By Mary Sabo, L.Ac. DACM
When it comes time to seek medical help for your fertility, finding the right specialist can make a huge difference in your experience. Fertility doctors are called Reproductive Endocrinologists (RE) and depending on where you live, there may be many or only a few from which to choose. In Manhattan, where I practice, there are hundreds of doctors in dozens of clinics in the region and it can be confusing to figure out where to go.
When I am working with a patient who I suspect may need Western medical fertility support and who does not yet have an RE, I carefully consider their case, their needs, and their preferences for intervention. I see patients from most of the fertility clinics in the region and have over time learned the nuances in their approaches, success rates, bedside manners and areas of expertise. I use this knowledge to help guide my patients to an RE who might be the best fit for them.
Those of you who don’t have a fertility-savvy acupuncturist in your neighborhood may need to do a bit more research. Lucky for you, a new website exists that is collecting information, reviews, and statistics on fertility clinics in cities around the US. FertilityIQ is a wonderful tool that empowers couples to learn more about their options when it comes to choosing an RE and fertility clinic. It was created by a San Francisco couple who experienced their own frustrating fertility journey and dreamed of making it easier for others. The site includes a summary of each clinic’s reported statistics compared to the national average, as well as lots of other details such as the responsiveness of the nursing staff, how often patients see their doctor, and personalized (and verified) reviews. It’s a great place to start if you are searching for a fertility doctor.
Here are some other things to consider when looking for an RE:
1. Success rate. All fertility clinics are required to post statistics of their success rates. Most have them on their websites, but the Center for Disease Control and Prevention (CDC) has them all on this website.
2. Do they accept your insurance? Let’s face it; fertility treatments can be expensive (some clinics charge upwards of $20,000 for one IVF cycle). If you have many choices in your area, narrow it down by who accepts your insurance and then research those options.
3. Get a referral. Talk to your OB GYN, your primary care physician, your acupuncturist or friends who may have gone through the fertility process.
4. Schedule a consultation (or a few).
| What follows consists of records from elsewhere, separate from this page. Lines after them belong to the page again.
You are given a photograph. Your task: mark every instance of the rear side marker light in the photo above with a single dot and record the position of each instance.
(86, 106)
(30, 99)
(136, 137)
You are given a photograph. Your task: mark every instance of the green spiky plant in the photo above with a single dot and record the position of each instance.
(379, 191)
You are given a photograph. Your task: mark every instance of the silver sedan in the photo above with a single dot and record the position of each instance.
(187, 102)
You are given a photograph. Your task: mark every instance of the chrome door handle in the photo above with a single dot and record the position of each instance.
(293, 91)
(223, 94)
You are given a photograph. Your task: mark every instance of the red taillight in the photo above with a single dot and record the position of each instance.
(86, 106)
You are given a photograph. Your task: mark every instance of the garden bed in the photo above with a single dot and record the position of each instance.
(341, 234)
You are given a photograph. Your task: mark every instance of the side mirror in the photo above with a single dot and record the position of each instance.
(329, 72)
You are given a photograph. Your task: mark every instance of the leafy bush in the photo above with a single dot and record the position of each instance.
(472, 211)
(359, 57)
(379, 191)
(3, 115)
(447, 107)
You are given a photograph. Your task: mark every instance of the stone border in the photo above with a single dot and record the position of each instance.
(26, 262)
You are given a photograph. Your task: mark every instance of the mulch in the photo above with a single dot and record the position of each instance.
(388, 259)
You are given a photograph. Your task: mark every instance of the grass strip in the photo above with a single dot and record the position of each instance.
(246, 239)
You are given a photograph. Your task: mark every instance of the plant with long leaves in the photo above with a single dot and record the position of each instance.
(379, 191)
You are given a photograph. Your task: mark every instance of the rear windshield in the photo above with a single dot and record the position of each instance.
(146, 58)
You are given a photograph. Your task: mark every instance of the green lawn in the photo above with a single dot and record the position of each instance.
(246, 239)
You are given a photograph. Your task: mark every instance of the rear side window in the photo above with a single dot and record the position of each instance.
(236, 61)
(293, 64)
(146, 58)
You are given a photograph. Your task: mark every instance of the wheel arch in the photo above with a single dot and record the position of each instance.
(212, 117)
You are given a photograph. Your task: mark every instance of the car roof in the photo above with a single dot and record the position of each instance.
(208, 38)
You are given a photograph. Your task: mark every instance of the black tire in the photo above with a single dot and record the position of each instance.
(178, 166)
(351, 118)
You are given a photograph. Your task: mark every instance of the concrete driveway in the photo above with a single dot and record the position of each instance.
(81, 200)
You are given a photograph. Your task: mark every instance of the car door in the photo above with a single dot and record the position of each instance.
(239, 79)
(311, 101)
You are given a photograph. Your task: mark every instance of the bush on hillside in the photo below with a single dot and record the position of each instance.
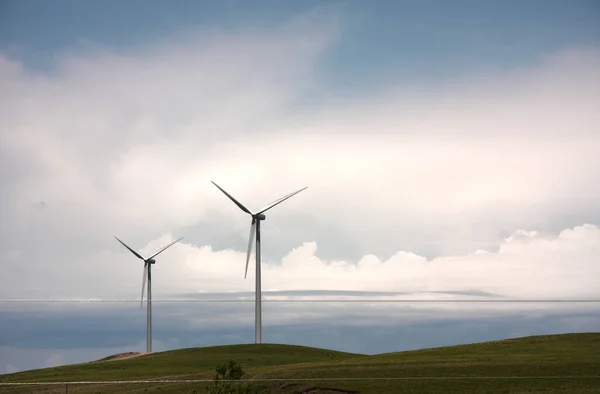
(227, 372)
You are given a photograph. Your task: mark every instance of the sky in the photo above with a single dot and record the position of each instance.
(451, 153)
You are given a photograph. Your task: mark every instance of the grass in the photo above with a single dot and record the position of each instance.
(554, 355)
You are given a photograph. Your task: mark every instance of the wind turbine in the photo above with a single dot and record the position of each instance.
(147, 274)
(255, 229)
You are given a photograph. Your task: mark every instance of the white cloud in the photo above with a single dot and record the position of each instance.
(126, 144)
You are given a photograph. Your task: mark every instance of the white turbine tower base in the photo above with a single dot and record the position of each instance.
(148, 274)
(255, 235)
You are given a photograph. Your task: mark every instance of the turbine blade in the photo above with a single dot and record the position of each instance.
(236, 202)
(131, 250)
(250, 243)
(144, 283)
(165, 248)
(279, 201)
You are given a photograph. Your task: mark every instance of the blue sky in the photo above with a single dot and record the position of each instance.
(449, 149)
(417, 40)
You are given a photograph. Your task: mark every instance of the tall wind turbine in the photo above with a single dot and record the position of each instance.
(148, 274)
(255, 230)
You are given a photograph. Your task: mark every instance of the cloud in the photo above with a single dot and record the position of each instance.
(405, 185)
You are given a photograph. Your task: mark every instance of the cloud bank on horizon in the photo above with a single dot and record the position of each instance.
(405, 185)
(476, 182)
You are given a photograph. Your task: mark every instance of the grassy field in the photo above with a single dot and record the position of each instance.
(544, 364)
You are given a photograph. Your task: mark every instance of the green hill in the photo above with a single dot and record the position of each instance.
(549, 364)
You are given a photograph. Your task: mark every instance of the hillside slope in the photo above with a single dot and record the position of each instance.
(531, 364)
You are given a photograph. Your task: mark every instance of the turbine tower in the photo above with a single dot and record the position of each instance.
(148, 274)
(255, 230)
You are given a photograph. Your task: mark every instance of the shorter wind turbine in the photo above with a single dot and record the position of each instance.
(147, 274)
(255, 228)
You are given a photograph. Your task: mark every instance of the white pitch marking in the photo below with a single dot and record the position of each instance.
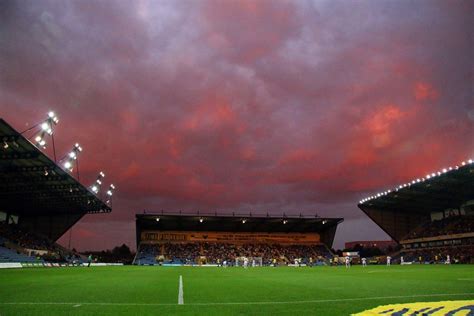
(246, 303)
(180, 291)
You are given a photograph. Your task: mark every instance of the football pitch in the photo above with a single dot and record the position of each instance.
(134, 290)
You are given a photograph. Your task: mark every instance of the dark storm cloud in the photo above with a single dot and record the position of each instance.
(279, 106)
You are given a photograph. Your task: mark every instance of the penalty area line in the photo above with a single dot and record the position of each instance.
(247, 303)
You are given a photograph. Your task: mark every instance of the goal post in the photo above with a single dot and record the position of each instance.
(251, 261)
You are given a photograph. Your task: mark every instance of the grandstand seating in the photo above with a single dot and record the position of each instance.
(15, 243)
(450, 242)
(8, 255)
(188, 253)
(447, 226)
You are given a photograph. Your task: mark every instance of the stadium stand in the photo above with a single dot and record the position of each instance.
(178, 239)
(432, 218)
(39, 201)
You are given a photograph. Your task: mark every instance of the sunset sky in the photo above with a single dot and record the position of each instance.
(245, 106)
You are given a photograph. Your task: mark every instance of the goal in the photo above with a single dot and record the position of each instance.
(252, 261)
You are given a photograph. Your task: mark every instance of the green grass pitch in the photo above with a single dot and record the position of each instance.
(132, 290)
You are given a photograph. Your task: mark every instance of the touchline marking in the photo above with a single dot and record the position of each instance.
(180, 291)
(244, 303)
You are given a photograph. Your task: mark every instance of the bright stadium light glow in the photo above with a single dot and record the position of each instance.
(71, 157)
(111, 189)
(417, 180)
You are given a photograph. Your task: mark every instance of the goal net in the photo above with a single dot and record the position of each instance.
(251, 261)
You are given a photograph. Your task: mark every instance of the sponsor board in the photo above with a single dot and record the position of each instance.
(9, 265)
(445, 308)
(230, 237)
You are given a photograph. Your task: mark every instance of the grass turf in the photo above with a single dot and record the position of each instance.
(132, 290)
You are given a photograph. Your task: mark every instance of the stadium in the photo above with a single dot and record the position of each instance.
(236, 157)
(208, 263)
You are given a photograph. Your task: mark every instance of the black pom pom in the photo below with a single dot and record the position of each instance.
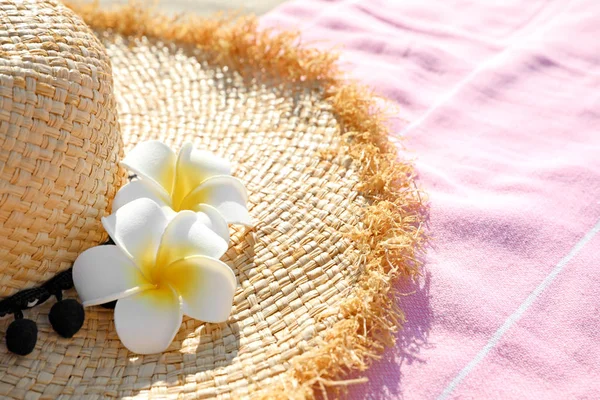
(67, 317)
(21, 336)
(111, 305)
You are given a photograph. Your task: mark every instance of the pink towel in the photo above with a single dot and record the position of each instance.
(502, 103)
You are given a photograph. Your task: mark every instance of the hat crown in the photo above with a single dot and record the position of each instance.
(59, 141)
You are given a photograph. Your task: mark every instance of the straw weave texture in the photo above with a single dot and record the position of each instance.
(59, 142)
(332, 231)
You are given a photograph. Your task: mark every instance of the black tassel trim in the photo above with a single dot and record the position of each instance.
(66, 316)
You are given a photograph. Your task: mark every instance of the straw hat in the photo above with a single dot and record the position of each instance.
(336, 218)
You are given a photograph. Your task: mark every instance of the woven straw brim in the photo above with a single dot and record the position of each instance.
(337, 218)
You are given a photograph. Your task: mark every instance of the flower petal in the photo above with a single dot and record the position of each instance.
(137, 227)
(212, 218)
(147, 322)
(206, 285)
(187, 235)
(153, 160)
(226, 194)
(104, 273)
(193, 168)
(138, 189)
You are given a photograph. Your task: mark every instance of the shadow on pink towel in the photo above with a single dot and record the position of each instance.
(500, 106)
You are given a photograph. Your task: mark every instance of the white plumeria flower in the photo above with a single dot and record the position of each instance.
(159, 269)
(192, 180)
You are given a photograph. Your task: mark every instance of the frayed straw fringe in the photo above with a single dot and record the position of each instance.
(392, 236)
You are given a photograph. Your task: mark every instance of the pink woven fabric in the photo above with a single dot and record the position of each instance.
(500, 106)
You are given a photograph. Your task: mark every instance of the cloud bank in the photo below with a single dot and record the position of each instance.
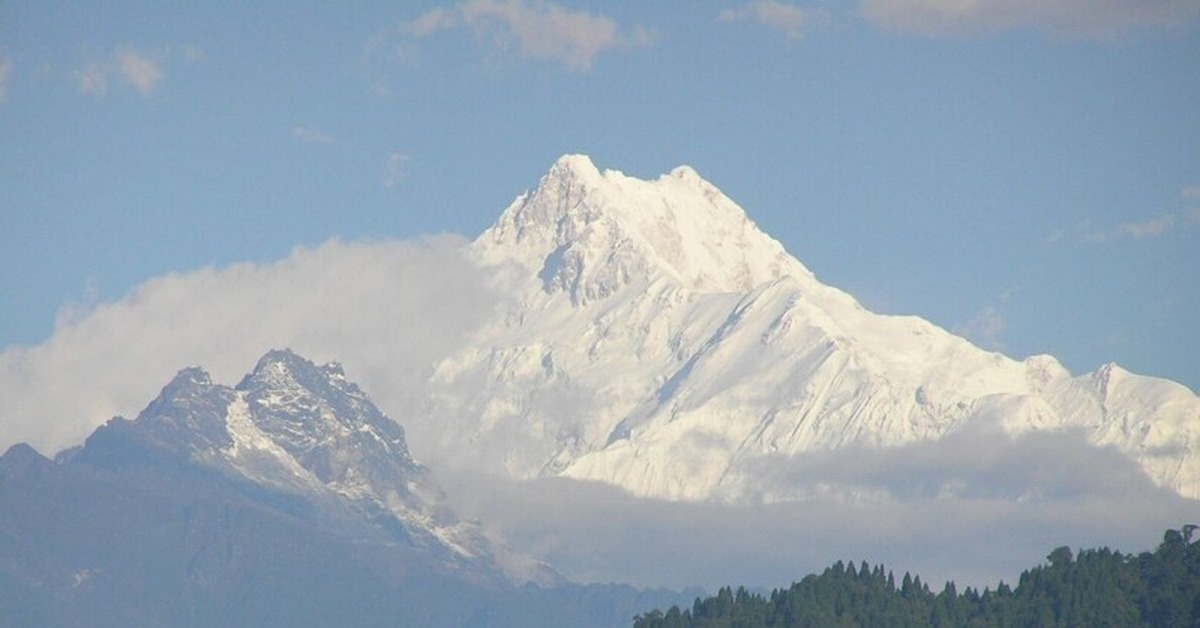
(387, 310)
(1059, 17)
(975, 508)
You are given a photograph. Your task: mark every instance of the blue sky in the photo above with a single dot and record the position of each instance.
(1027, 175)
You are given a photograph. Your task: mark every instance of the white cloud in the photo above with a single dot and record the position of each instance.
(1185, 217)
(5, 73)
(789, 19)
(311, 136)
(394, 169)
(93, 79)
(431, 22)
(999, 504)
(132, 67)
(138, 70)
(387, 310)
(535, 29)
(1059, 17)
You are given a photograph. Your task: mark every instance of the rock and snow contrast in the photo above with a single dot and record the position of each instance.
(306, 432)
(659, 341)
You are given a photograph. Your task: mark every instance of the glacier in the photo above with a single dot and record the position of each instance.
(658, 341)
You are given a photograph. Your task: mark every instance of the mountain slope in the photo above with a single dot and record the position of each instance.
(658, 340)
(305, 434)
(288, 500)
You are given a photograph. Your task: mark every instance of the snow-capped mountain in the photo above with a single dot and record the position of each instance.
(659, 341)
(306, 432)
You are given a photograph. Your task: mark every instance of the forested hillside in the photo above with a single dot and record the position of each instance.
(1097, 587)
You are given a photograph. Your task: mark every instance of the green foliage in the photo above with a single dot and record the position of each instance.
(1097, 587)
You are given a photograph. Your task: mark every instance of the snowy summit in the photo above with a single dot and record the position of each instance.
(659, 341)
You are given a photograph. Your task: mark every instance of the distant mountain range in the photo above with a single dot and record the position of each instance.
(659, 341)
(654, 340)
(288, 500)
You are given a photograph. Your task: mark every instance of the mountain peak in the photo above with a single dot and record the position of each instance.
(574, 167)
(588, 233)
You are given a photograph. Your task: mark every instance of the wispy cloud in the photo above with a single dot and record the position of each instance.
(5, 73)
(985, 328)
(1185, 217)
(129, 66)
(534, 29)
(1059, 17)
(394, 169)
(311, 136)
(388, 310)
(789, 19)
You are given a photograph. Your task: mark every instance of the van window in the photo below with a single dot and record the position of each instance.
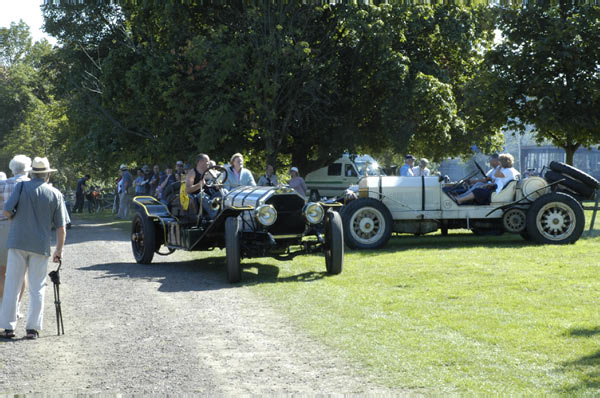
(350, 171)
(334, 169)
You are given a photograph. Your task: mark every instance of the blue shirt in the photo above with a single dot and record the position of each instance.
(40, 207)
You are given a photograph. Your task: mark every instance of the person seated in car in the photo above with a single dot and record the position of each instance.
(482, 194)
(194, 185)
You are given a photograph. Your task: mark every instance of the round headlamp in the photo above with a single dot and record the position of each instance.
(314, 212)
(266, 215)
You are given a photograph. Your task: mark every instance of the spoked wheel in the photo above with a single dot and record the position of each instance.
(233, 249)
(367, 224)
(555, 218)
(143, 238)
(334, 243)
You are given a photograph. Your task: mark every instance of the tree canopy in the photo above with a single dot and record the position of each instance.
(545, 73)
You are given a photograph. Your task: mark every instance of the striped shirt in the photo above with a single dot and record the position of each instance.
(6, 189)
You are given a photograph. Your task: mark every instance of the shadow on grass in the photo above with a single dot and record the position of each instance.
(199, 275)
(587, 370)
(452, 241)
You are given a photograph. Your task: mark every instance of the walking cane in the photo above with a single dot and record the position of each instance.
(55, 277)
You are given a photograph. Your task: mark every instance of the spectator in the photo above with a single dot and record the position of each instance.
(117, 191)
(80, 193)
(237, 175)
(20, 165)
(40, 208)
(406, 169)
(179, 171)
(140, 183)
(269, 179)
(166, 179)
(124, 192)
(297, 182)
(155, 180)
(422, 170)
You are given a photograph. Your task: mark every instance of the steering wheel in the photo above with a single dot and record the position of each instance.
(461, 182)
(214, 175)
(479, 168)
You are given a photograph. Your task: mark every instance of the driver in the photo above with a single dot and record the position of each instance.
(194, 185)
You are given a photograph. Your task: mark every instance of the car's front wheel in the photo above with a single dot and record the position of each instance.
(555, 218)
(143, 238)
(233, 249)
(367, 224)
(334, 243)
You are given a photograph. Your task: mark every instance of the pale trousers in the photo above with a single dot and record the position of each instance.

The consultation is where you will sit down and chat with your RE in order to make a fertility plan. He or She will take a history of your case and may want to do a pelvic ultrasound, some blood work and other tests in order to make a firm plan. Once these tests are done, the RE will have a better sense of the best course of action to help you achieve your goals. If you are comfortable with this treatment plan, proceed! If not, discuss your concerns with the doctor. You can also take the information from the tests to another RE for review and ask their opinion on the best course of action. Some clinics will want to repeat tests, but it may be worth it to see your options. You should always proceed with a doctor you trust at a clinic where you feel very comfortable.